Our tour started with a short hike (though it felt long to my sore legs) up the valley along the side of the glacier, which gave us some great views.
One of my favorite things about the ice and rock landscape is how it can be so vast but appear so small. The scenery distorts perception of scale - in the photo below, the red arrow is pointing to a dark line which is actually a group of about a dozen people making their way onto the glacier.
Before we could walk on the glacier, we needed to suit up. Crampons are the footwear of choice for romping around on glacial ice. So stylish!
I actually really enjoyed wearing the crampons. I could walk straight down the slippery ice sheet without slipping as long as I gave a good hard stamp with my feet as I went. Looking down, you see the surface of the glacier is covered with rocks that are all melting out of the ice. This time of year you see the most debris on the glacier because it is the end of the long summer melt period.
Our guide lead us up onto the glacier, carving out steps with his ice pick as we went. The neat thing is, every tour is different. Even one day to the next, the glacier is always changing (flowing, like the worlds slowest river) so that stairs that were there one day are gone the next. We had the good fortune of encountering TWO ice tunnels, which were fun to crawl through.
Here is a picture of our guide telling us about the waterfall or the avalanches, or something. The entire day I thought his name was Rab, because that was the name on his jacket (all the other guides had their names monogrammed). Turns out his name was Cole, but he still was a pretty cool guide.

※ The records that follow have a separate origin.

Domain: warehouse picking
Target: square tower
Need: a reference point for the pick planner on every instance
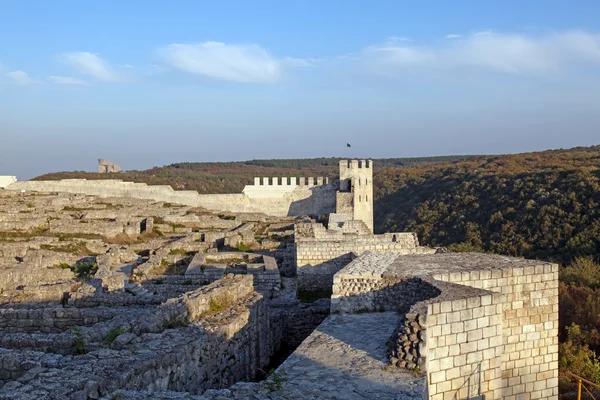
(355, 196)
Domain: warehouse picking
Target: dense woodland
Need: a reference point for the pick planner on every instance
(543, 205)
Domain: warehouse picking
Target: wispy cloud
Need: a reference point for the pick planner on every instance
(490, 51)
(20, 77)
(91, 64)
(238, 63)
(67, 80)
(299, 62)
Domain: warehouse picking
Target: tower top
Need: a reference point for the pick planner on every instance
(356, 164)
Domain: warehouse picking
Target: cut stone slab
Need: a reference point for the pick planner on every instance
(343, 359)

After about 3 hours of hiking up the glacier, we got pretty lost in the icy passages between the crevasses so it was a good thing we had Rab/Cole to lead us out. Even way at the top of the glacier here, it is hard to get perspective on the ice below which stretches out for a few kilometers.
That night, we drove back down the west coast toward Dunedin and spend the night and the following morning in Wanaka, a touristy lake town which was just brilliant with fall colors.
We stopped at a vineyard, but at 9:30 in the morning they weren't offering tastings yet!
On our way out of Wanaka we also hit up Puzzling World, a museum of puzzles and illusions. In one of the rooms, the floor was tilted so far, that gravity seemed to have stopped working. I rode on a slide that felt like it was taking me up hill and the water in the photo below looks like it is flowing straight up the rocks. CRAZY
The Ames room is another cool illusion, brought to fame in the Lord of the Rings movie during one of the scenes in Bilbo's hobbit whole. The entire set was built on an angle, like the room below, so that Gandalf would appear giant and the hobbits would appear small like me!
The best part of puzzling world was the maze. We got stuck in here for about 45 minutes and Maria may or may not have taken the emergency exit in the end, but it was a blast chasing each other around the deceptively difficult maze.
A great end to a great break, now back to Dunedin for two weeks and then... WELLINGTON!